Went home, got some pics from quan, then read and went to sleep at 10pm. Just didn't feel like doing anything.

18th July 2007 - Wed - Boss Mc -

Despite having close to 9 1/2 hours of sleep. I still woke up feeling like crap. This has got to stop somehow. Strangely enough, after i showered and came here, i didn't feel that bad.

Met up with Dennis at the bus stop, he happened to be on 66, the bus behind me, and we went to the counter to get a copy of Today. I didn't know there were free papers everyday. Now i do though heh.

Was about to go into my office when i heard from Ryan that boss is on MC.

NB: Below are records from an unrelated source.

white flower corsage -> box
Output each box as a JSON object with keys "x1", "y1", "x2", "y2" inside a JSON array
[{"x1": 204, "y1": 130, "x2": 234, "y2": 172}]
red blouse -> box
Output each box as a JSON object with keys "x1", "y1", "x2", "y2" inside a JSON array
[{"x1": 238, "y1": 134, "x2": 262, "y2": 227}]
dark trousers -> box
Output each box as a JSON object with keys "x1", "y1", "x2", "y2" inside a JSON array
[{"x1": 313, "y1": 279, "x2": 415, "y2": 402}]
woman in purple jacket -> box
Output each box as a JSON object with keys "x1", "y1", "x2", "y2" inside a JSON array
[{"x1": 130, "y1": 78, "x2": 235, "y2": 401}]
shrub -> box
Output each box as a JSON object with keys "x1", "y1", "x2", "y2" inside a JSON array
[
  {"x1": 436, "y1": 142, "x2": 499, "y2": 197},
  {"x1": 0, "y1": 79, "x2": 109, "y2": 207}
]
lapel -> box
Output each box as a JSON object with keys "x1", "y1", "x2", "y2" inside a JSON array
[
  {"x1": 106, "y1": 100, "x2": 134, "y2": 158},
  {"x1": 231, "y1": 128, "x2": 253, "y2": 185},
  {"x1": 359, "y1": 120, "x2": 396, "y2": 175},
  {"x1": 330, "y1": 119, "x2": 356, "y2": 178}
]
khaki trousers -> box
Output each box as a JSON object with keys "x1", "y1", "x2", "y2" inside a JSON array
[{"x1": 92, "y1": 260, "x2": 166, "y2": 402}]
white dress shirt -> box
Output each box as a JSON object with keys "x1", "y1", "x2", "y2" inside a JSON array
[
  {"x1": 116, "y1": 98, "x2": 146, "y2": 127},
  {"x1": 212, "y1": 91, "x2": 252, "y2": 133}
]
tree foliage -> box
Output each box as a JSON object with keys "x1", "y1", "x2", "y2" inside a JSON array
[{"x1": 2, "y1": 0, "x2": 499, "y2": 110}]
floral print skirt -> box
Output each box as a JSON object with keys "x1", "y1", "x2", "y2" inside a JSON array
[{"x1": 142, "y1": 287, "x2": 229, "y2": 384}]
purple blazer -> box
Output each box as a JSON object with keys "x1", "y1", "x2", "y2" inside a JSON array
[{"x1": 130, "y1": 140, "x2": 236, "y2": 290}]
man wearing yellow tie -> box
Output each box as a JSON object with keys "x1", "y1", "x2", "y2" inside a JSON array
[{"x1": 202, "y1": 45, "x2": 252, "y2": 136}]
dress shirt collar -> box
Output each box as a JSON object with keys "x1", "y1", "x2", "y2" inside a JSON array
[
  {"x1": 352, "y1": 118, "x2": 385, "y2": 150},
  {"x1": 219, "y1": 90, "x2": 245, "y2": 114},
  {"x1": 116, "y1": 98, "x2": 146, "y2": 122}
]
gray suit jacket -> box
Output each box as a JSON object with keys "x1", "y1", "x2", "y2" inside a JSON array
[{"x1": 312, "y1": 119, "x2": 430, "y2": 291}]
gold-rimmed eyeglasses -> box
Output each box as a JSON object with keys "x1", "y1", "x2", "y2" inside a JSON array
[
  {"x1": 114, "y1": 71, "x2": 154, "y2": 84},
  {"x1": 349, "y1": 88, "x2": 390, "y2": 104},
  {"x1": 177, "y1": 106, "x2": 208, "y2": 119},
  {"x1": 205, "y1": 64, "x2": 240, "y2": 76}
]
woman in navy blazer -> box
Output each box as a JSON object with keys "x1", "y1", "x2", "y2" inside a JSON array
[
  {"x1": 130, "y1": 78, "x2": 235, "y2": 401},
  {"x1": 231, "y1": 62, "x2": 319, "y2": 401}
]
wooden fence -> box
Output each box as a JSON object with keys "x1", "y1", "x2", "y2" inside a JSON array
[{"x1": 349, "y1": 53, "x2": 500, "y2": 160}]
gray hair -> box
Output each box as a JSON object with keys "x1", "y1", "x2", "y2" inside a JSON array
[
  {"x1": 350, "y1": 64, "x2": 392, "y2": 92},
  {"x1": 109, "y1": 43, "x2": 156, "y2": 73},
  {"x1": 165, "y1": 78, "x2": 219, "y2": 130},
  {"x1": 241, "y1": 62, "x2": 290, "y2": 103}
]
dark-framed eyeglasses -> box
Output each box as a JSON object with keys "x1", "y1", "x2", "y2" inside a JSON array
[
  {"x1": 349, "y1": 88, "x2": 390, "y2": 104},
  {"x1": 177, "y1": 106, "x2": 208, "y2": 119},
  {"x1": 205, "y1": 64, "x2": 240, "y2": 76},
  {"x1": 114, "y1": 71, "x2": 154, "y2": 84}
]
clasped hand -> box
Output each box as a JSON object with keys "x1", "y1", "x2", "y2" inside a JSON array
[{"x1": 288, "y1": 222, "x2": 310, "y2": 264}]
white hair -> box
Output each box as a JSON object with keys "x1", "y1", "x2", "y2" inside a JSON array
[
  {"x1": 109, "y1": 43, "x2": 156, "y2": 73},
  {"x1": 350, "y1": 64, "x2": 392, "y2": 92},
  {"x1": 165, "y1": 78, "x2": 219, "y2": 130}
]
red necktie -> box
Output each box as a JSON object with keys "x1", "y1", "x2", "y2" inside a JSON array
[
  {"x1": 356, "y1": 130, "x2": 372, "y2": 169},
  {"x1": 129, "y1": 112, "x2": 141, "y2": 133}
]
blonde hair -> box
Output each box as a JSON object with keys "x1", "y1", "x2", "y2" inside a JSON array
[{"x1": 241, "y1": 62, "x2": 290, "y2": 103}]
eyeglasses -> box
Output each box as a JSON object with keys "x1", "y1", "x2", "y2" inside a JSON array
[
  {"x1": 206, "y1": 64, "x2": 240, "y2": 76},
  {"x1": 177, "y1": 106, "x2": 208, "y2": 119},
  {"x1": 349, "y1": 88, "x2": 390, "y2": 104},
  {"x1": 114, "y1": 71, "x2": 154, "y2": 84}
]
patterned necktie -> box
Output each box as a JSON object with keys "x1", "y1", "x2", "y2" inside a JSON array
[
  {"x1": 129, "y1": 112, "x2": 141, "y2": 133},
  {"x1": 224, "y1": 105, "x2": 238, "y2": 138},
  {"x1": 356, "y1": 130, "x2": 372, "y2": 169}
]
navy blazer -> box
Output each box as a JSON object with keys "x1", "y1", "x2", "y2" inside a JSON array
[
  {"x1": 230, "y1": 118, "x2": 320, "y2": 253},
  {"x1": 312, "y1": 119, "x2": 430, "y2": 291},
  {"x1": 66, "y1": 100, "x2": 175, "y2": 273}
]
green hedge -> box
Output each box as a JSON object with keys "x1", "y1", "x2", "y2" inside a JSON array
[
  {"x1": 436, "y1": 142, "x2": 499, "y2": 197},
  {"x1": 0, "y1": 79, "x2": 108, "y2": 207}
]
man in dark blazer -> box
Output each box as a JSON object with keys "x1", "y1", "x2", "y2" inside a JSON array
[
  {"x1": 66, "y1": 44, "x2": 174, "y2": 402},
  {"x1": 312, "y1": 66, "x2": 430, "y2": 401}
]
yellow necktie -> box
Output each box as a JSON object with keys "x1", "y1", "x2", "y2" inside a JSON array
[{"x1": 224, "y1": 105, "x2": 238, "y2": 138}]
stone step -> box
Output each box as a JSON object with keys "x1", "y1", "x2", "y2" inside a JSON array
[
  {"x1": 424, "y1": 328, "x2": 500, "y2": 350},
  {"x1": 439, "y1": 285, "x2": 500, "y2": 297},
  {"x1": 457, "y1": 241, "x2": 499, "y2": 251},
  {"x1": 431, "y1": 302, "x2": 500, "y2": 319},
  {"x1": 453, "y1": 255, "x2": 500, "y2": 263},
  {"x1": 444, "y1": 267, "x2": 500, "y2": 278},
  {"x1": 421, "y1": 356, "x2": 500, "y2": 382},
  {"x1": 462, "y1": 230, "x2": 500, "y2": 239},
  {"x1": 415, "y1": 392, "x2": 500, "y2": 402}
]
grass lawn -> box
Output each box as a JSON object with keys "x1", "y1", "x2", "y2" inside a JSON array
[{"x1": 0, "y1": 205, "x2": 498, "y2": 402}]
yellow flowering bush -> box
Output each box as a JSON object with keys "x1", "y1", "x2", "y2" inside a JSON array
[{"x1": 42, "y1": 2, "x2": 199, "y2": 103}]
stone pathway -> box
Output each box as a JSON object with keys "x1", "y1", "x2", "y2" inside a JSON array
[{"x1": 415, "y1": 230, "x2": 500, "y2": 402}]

Truth be told, the whole office has been quiet til now. Except for a couple of phone calls and some people calling in..

I've been reading alot... on WP, on SGF, on stuff in general. Been thinking a bit too. Like what i want to do in the future..

Strange how it seems so different when i'm out of NS.

I think the greatest difference between me now and back then in NS was the fact that i now know more about politics. Not a hell lot more, but i've been reading up and yes, i dare say i know more about politics now.

Haha, back then i wanted to be a minister, cause they were drawing high salaries. I just didn't know that from 1994 they were drawing 1+ million a month, and just recently 2+ million a month. Yeap, a MP is making $183,333.33 a month, or just $6,111.11 a day.

I know i'm never be a politician. I know too little about politics, and my character is just too nice. I'll be trampled everywhere among other stuff.

But i know that its getting harder to live, and the thought of moving elsewhere to work is surely getting in my head. Maybe i could use this time before i start studying to enrich myself, like studying Canto if i really want to work in HK or even Taiwan.

Ah well. Sometimes i think i really think too much. No?
Gotta focus on my goals... still want to write a story!